The PGA Championship has already been postponed from its original May dates at TPC Harding Park in San Francisco to Aug. 6-9 because of the COVID-19 pandemic. While officials maintained hope that fans would be able to attend the event in some capacity, the decision has reportedly been made that no fans will be allowed on property during tournament week, with an announcement from the PGA of America expected on Tuesday. A GolfChannel.com request for comment from the PGA of America was not immediately returned.

According to the report, PGA officials had hoped to host up to 40,000 fans per day at Harding Park, which has never before hosted a major championship and which last hosted a PGA Tour event in 2015 when Rory McIlroy won the WGC-Dell Technologies Match Play. Fans who had purchased tickets to the tournament will reportedly receive a refund.

Grandstand construction had begun at Harding Park earlier this year before coronavirus entered the lexicon but was put on pause in mid-March by shelter-in-place orders from San Francisco mayor London Breed. Subsequent declarations from state and local officials have paved the way for the event to remain on schedule, now less than two months away, but only under a spectator-free scenario.

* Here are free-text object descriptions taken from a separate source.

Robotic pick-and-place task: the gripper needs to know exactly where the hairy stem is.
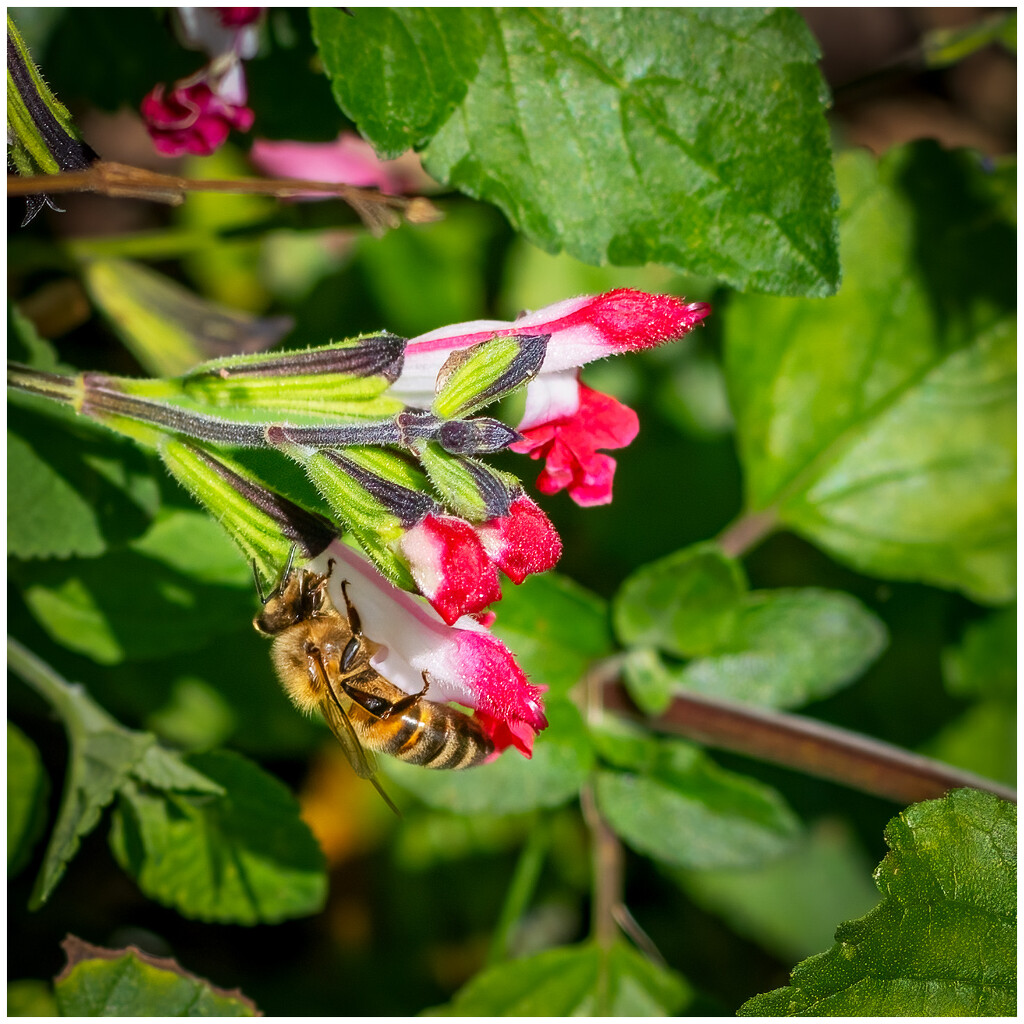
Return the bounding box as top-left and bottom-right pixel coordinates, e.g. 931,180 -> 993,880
603,680 -> 1016,806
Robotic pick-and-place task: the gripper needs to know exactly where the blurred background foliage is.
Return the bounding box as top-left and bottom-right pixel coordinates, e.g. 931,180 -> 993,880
7,7 -> 1016,1016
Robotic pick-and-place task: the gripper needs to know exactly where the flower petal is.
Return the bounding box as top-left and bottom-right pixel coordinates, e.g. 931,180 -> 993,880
309,543 -> 546,756
475,494 -> 562,584
397,513 -> 502,625
513,384 -> 639,507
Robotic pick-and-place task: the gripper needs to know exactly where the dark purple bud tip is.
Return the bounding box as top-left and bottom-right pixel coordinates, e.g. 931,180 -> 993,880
439,418 -> 522,455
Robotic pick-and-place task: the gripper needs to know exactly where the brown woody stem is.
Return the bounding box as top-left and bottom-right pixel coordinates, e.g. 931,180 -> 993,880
7,161 -> 441,230
602,680 -> 1016,806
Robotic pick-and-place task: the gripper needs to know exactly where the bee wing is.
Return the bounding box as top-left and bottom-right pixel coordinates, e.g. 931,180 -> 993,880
317,692 -> 378,780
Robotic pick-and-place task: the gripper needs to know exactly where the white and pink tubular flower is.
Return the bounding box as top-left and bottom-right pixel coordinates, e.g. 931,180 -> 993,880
390,289 -> 712,506
309,541 -> 548,759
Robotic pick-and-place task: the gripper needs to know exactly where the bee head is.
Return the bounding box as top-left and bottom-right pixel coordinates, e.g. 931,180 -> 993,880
253,567 -> 327,636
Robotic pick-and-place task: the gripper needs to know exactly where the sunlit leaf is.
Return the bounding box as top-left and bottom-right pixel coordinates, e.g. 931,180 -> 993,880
317,8 -> 839,296
109,750 -> 327,925
54,936 -> 259,1016
613,543 -> 746,658
675,588 -> 887,709
726,143 -> 1016,603
739,789 -> 1016,1016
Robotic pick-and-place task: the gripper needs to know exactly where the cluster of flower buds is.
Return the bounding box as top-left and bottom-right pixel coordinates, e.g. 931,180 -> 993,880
141,7 -> 264,157
8,289 -> 709,757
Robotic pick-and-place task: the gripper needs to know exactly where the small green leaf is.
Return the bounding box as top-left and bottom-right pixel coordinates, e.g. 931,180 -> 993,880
493,572 -> 612,697
613,543 -> 747,657
7,722 -> 50,877
311,8 -> 487,158
739,789 -> 1016,1016
595,740 -> 800,869
726,143 -> 1015,603
54,936 -> 260,1016
675,588 -> 888,709
621,647 -> 675,716
109,750 -> 327,925
942,606 -> 1016,701
431,940 -> 691,1016
385,700 -> 592,816
7,979 -> 58,1017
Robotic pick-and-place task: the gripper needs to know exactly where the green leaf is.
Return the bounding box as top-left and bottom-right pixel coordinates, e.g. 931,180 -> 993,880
726,143 -> 1016,603
385,700 -> 593,815
677,819 -> 880,963
82,259 -> 293,378
109,750 -> 327,925
17,547 -> 255,666
311,8 -> 487,158
613,543 -> 747,657
7,722 -> 50,877
7,980 -> 59,1017
431,940 -> 691,1015
321,9 -> 839,295
7,406 -> 161,561
942,606 -> 1016,701
493,572 -> 612,697
739,789 -> 1016,1016
7,640 -> 221,908
595,739 -> 800,869
675,588 -> 887,709
54,936 -> 259,1016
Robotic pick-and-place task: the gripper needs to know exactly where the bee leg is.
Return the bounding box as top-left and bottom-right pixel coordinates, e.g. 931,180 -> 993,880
339,579 -> 364,635
377,673 -> 431,719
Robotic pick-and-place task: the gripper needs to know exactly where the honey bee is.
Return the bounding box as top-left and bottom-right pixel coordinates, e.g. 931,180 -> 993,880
254,552 -> 495,813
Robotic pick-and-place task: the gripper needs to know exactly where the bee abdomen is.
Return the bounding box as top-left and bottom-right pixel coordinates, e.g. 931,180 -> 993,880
374,705 -> 493,770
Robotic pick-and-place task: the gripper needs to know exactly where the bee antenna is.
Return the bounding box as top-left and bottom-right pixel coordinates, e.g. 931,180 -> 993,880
282,544 -> 297,579
252,560 -> 268,604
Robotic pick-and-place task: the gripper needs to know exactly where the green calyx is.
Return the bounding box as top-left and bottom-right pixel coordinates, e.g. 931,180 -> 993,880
432,333 -> 549,419
7,14 -> 96,177
418,442 -> 520,522
158,440 -> 335,584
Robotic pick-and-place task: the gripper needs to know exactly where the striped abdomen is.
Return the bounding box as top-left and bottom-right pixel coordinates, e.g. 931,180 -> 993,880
350,701 -> 494,770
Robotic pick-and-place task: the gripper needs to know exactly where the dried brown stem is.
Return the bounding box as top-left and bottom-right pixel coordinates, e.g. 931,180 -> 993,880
7,161 -> 442,233
603,680 -> 1016,806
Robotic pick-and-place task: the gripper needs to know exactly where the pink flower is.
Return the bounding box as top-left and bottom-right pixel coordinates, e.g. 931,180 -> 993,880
142,7 -> 263,157
141,81 -> 255,158
389,289 -> 710,505
511,385 -> 638,507
475,494 -> 563,583
311,542 -> 547,758
250,133 -> 431,195
397,513 -> 503,626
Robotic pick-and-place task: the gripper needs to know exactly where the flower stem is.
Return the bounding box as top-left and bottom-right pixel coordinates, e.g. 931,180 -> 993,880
716,508 -> 778,558
485,821 -> 549,966
6,161 -> 441,231
602,680 -> 1017,805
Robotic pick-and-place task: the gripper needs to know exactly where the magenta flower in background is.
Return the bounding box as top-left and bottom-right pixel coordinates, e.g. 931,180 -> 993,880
310,541 -> 548,759
141,7 -> 263,158
141,81 -> 255,158
391,289 -> 711,505
249,133 -> 432,195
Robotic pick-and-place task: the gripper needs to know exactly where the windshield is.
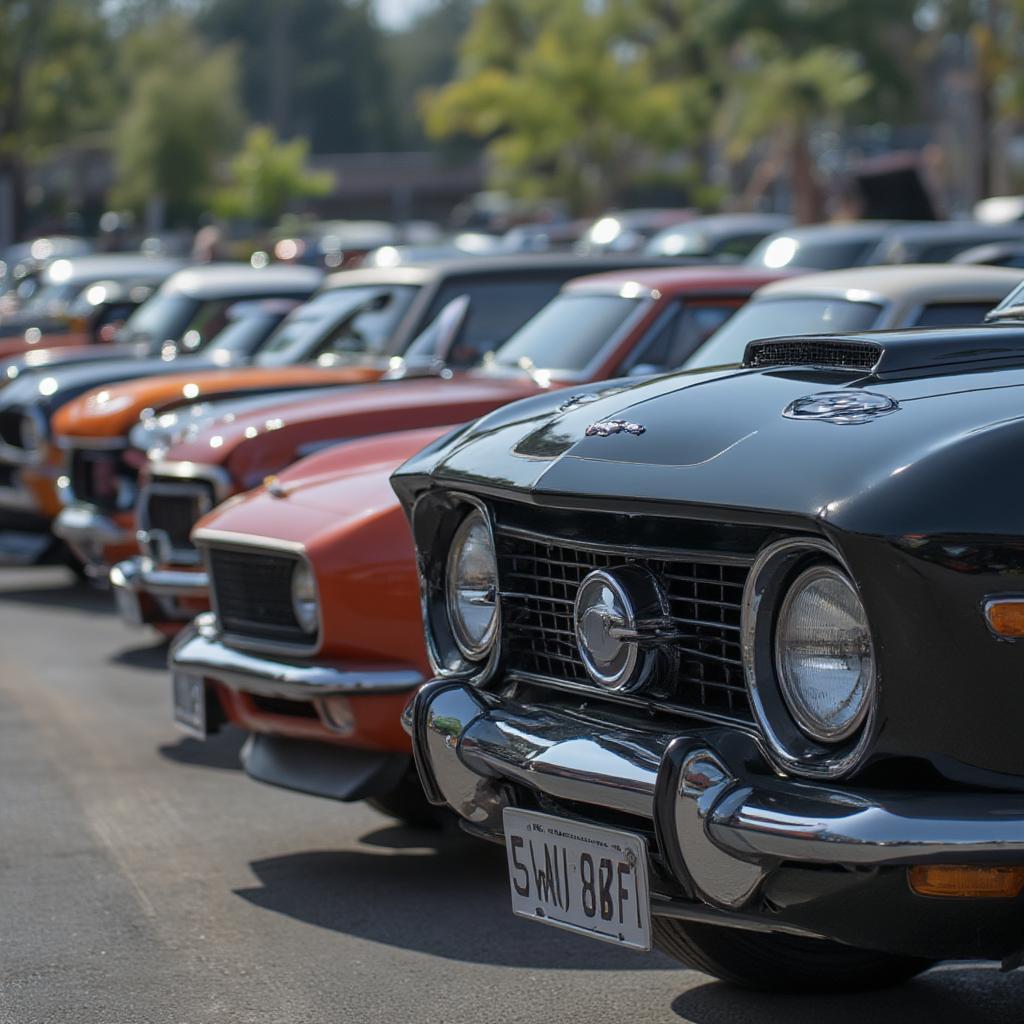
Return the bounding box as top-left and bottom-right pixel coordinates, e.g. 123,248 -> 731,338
255,285 -> 418,366
683,297 -> 884,369
116,292 -> 199,350
207,314 -> 286,356
17,281 -> 81,318
488,293 -> 641,373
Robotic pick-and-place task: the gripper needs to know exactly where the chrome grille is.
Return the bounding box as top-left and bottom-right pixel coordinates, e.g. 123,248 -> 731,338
70,448 -> 127,512
141,479 -> 215,560
744,339 -> 880,371
208,546 -> 313,648
496,527 -> 751,720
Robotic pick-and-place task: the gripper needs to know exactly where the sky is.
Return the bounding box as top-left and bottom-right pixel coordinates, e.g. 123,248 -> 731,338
374,0 -> 434,30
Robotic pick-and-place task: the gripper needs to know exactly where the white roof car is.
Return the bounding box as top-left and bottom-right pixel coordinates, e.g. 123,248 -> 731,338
684,263 -> 1023,369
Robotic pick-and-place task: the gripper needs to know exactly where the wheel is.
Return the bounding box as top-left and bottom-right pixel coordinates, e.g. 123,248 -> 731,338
367,769 -> 447,829
653,917 -> 934,993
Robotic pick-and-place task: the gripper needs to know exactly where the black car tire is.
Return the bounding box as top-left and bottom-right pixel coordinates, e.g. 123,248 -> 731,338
367,770 -> 446,829
653,918 -> 935,992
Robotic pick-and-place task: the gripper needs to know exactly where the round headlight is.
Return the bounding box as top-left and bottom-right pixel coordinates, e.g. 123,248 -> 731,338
290,562 -> 319,635
775,565 -> 875,743
446,510 -> 498,660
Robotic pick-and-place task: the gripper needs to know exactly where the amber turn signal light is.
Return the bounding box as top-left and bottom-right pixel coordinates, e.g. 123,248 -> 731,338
984,599 -> 1024,638
908,865 -> 1024,899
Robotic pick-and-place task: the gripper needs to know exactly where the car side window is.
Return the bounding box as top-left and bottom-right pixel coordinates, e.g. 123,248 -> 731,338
618,301 -> 739,374
425,277 -> 566,367
912,302 -> 997,327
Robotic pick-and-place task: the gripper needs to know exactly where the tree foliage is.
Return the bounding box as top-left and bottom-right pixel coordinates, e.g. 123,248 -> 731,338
213,126 -> 334,224
423,0 -> 713,213
111,15 -> 242,225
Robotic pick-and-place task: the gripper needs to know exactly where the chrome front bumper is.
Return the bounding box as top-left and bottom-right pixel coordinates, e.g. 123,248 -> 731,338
170,613 -> 424,701
110,556 -> 209,626
53,503 -> 131,573
410,681 -> 1024,912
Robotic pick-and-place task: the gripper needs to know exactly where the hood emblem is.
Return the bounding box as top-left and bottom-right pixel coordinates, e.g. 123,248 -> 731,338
558,393 -> 600,412
585,418 -> 646,437
784,391 -> 898,425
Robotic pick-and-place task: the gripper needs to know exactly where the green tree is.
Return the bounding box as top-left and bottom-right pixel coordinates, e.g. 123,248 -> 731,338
0,0 -> 115,239
717,32 -> 872,222
213,126 -> 334,225
422,0 -> 710,213
112,15 -> 242,227
197,0 -> 398,153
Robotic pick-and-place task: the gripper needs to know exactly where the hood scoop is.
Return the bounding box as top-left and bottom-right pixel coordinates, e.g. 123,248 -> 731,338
744,326 -> 1024,376
744,338 -> 881,372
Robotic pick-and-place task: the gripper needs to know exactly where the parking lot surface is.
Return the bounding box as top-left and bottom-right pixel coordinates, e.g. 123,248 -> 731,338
2,567 -> 1024,1023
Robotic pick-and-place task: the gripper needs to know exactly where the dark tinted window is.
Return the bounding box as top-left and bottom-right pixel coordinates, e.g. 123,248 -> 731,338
491,294 -> 640,372
912,302 -> 994,327
426,276 -> 567,366
684,297 -> 883,369
620,302 -> 738,373
748,236 -> 880,270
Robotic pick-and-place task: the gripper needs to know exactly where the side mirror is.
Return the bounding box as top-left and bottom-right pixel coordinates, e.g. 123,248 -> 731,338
382,294 -> 471,380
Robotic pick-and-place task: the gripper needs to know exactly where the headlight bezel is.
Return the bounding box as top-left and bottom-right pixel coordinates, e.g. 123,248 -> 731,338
445,508 -> 500,661
741,536 -> 879,780
411,491 -> 503,683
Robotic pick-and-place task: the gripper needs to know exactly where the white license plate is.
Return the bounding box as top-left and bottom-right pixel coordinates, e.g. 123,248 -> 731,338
502,808 -> 651,951
172,672 -> 206,740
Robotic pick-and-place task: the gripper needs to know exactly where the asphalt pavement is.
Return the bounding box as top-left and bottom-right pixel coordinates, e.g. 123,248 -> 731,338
2,566 -> 1024,1023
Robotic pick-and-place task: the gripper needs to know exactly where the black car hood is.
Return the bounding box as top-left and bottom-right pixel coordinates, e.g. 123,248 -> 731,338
420,362 -> 1024,537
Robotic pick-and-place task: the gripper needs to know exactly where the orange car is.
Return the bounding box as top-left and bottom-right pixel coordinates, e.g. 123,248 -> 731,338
170,426 -> 448,820
52,255 -> 696,584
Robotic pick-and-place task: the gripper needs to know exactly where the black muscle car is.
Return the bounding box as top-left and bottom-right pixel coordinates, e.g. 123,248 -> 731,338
392,317 -> 1024,991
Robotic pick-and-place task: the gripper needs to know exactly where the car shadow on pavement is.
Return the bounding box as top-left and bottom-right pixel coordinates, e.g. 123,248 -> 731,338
234,825 -> 676,971
0,571 -> 112,614
158,725 -> 246,771
671,962 -> 1024,1023
109,640 -> 169,671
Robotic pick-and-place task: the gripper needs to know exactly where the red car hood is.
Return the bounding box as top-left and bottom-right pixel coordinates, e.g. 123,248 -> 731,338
162,374 -> 544,491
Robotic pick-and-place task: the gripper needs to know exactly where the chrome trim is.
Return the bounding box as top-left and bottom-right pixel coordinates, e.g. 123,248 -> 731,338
110,556 -> 209,598
419,491 -> 503,682
53,504 -> 132,547
740,536 -> 879,780
981,595 -> 1024,641
137,478 -> 216,565
495,523 -> 754,567
169,614 -> 422,700
147,460 -> 233,502
194,533 -> 323,657
413,681 -> 1024,905
192,527 -> 306,554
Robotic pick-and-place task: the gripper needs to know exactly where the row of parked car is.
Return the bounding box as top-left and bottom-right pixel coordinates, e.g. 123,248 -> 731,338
5,217 -> 1024,994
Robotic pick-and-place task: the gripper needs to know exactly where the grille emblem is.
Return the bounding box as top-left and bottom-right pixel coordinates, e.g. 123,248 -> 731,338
784,391 -> 898,425
585,419 -> 646,437
573,567 -> 674,691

Each of the first five PGA Tour events since the pandemic struck, including last week’s Charles Schwab Challenge, will be played without fans. The July 16-19 Memorial Tournament is expected to be the first event run by a U.S. professional sports league to include on-site spectators, with officials planning for up to 8,000 fans per day at Muirfield Village. Decisions on potential fan scenarios at other future Tour events have not yet been announced.

Brooks Koepka will defend his title this summer at TPC Harding Park, where he’ll look to become the first player to win three straight PGA Championships since Walter Hagen won four in a row from 1924-27.